Glucagon-like peptide containing pathways in the regulation of feeding behaviour.

ABSTRACT

The pre-proglucagon derived peptides, glucagon-like peptide-1 (GLP-1) and glucagon-like peptide-2 (GLP-2) are both involved in a wide variety of peripheral functions, such as glucose homeostasis, gastric emptying, intestinal growth, insulin secretion as well as the regulation of food intake. Pre-proglucagon is also found in the brainstem in a small population of nerve cells in the nucleus of the solitary tract (NTS) that process the pre-propeptide as in the gut to yield GLP-1 and GLP-2. GLP-1 containing nerve fibres and the GLP-1 receptor are found predominantly in hypothalamic midline nuclei. GLP-1 given centrally to naive rats results in a marked induction of c-Fos protein in the supraoptic nucleus, paraventricular nucleus of the hypothalamus (PVN) and central nucleus of the amygdala, but only a moderate increase in the arcuate nucleus. The pattern of c-Fos activation is compatible with the appetite suppressing effects of GLP-1. This anorectic effect of GLP-1 appears to be mediated by the PVN, as direct injections of GLP-1 into this nucleus cause anorexia without concomitant taste aversion, suggesting a specific action upon neuronal circuits involved in the regulation of feeding. Recent experiments have also shown that GLP-1 is implicated in mediating signals from the gastrointestinal tract pertaining to discomfort and malaise. The distribution of the co-localised peptide, GLP-2, displays a perfect overlap with GLP-1 in the CNS with the highest concentration in the diffuse ventral part of the dorsomedial nucleus (DMHv). In contrast to the widely distributed GLP-1 receptor mRNA, GLP-2 receptor mRNA is exclusively expressed in the compact part of the DMH (DMHc). Interestingly, the DMHc is also the only nucleus responding to central administration of GLP-2 with a significant increase in the number of c-Fos positive cells.
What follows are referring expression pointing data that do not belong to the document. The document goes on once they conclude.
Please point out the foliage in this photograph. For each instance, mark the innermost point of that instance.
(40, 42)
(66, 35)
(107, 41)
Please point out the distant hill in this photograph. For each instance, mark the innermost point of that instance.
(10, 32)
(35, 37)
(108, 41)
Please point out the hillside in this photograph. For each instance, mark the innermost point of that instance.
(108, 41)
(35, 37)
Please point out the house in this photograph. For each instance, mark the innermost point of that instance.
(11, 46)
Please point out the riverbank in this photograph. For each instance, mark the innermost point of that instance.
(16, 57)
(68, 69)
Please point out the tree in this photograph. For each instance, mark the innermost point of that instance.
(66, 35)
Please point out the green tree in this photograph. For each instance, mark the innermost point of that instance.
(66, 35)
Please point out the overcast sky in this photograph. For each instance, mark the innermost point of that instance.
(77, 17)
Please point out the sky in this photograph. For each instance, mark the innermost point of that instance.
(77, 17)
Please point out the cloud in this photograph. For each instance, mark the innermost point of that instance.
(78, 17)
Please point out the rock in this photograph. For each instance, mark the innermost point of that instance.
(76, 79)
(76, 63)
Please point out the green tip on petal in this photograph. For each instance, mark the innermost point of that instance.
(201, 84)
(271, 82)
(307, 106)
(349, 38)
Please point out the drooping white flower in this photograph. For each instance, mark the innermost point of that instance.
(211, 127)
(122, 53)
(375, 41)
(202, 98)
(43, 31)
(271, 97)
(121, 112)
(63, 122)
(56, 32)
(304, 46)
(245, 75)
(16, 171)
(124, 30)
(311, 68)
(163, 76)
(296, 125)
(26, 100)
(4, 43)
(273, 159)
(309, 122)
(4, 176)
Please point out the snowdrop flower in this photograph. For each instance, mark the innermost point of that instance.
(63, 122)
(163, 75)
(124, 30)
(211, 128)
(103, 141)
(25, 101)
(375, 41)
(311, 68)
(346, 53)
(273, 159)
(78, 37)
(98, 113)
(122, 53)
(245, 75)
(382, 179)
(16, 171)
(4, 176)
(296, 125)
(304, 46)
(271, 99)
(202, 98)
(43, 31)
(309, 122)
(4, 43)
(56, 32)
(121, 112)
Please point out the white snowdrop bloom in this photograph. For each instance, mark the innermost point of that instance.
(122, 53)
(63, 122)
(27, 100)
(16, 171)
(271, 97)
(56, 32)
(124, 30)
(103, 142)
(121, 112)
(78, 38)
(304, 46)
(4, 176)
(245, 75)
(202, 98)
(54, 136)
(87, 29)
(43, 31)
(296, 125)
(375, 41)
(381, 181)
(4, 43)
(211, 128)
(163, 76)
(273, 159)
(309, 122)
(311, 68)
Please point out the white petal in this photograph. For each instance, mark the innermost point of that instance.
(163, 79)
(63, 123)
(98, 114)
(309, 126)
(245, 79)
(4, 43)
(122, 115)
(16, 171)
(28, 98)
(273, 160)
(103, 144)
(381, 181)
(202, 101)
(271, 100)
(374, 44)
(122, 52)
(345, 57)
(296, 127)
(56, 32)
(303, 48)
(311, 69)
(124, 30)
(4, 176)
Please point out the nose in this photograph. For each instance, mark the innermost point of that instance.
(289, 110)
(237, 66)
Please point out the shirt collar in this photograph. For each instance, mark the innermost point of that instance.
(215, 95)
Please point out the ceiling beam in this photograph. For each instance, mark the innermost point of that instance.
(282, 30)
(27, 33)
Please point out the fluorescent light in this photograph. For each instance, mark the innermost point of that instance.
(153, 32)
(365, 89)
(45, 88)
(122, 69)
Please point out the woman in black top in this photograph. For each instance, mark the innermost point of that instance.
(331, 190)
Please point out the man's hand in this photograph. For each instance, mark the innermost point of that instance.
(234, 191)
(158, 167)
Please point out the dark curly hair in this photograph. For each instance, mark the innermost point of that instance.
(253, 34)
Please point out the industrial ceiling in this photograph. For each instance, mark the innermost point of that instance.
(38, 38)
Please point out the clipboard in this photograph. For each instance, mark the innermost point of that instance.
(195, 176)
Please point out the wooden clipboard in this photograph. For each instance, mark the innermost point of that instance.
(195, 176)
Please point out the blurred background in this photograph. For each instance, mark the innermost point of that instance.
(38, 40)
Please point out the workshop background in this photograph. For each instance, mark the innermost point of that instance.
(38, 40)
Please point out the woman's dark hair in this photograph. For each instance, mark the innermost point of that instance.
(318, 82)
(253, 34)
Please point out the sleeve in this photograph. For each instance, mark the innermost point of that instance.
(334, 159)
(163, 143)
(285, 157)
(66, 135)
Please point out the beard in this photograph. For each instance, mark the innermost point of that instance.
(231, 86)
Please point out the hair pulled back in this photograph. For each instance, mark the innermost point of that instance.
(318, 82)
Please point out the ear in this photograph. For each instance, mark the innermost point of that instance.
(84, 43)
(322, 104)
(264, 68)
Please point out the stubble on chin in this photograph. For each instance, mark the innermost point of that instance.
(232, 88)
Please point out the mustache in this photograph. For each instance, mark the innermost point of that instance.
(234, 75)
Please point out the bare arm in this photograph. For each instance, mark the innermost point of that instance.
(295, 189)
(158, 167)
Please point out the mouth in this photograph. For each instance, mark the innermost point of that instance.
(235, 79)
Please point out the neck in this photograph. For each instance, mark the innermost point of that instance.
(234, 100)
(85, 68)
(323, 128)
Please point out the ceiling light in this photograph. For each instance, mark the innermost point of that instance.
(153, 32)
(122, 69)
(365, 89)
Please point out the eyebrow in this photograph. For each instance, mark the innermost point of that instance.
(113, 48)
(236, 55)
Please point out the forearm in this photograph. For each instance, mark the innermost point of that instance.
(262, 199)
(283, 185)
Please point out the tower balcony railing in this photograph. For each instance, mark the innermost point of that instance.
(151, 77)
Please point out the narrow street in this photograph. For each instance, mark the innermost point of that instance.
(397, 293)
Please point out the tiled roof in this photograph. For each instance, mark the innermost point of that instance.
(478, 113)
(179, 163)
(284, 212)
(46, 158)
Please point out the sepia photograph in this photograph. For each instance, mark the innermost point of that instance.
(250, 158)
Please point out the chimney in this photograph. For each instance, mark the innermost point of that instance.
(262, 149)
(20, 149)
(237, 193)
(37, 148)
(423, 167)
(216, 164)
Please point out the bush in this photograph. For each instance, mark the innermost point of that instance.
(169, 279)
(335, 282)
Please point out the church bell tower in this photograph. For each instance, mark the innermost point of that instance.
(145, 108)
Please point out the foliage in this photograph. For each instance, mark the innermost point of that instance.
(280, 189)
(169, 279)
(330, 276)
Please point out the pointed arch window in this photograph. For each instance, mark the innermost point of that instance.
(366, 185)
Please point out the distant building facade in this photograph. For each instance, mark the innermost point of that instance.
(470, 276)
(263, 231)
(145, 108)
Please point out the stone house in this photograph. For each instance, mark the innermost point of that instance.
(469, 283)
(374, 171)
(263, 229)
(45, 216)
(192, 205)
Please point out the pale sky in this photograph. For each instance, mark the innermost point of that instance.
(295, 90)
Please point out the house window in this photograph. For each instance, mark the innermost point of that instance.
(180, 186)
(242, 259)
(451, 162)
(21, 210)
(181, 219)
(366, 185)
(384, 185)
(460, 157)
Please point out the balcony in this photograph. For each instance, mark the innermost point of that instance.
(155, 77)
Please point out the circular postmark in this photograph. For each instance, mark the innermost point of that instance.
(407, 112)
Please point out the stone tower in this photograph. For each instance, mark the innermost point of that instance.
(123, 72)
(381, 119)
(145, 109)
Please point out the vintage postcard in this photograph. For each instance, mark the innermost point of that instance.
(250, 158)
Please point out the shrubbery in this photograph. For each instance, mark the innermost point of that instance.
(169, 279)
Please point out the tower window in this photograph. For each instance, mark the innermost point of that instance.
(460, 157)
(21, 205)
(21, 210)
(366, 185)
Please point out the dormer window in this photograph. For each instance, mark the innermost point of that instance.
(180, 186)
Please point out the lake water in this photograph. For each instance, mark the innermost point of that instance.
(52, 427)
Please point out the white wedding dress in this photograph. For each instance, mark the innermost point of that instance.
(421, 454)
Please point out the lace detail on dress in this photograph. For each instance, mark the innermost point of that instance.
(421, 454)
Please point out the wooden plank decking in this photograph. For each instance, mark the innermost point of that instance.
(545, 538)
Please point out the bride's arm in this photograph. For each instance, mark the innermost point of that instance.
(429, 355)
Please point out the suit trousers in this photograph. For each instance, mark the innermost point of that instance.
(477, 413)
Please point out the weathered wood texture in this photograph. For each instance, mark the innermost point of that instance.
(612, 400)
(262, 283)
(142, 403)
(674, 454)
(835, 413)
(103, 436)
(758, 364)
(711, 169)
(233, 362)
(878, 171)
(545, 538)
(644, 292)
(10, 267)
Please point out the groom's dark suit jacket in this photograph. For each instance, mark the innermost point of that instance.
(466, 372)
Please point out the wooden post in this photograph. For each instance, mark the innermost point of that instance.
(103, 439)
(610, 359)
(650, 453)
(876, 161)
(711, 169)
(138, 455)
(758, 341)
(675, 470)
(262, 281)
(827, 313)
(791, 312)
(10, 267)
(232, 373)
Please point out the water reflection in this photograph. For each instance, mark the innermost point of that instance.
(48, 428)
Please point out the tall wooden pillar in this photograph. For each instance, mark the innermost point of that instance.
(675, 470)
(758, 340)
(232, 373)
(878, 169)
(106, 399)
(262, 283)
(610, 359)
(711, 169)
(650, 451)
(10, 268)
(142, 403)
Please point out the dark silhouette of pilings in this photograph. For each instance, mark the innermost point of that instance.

When injected into the lateral ventricle, GLP-2 has a marked inhibitory effect on feeding. The effect of GLP-2 on feeding is both behaviourally and pharmacologically specific. Future experiments will elucidate whether or not GLP-1 and GLP-2 are involved in the long-term or short-term regulation of feeding behaviour and hence have an impact on bodyweight.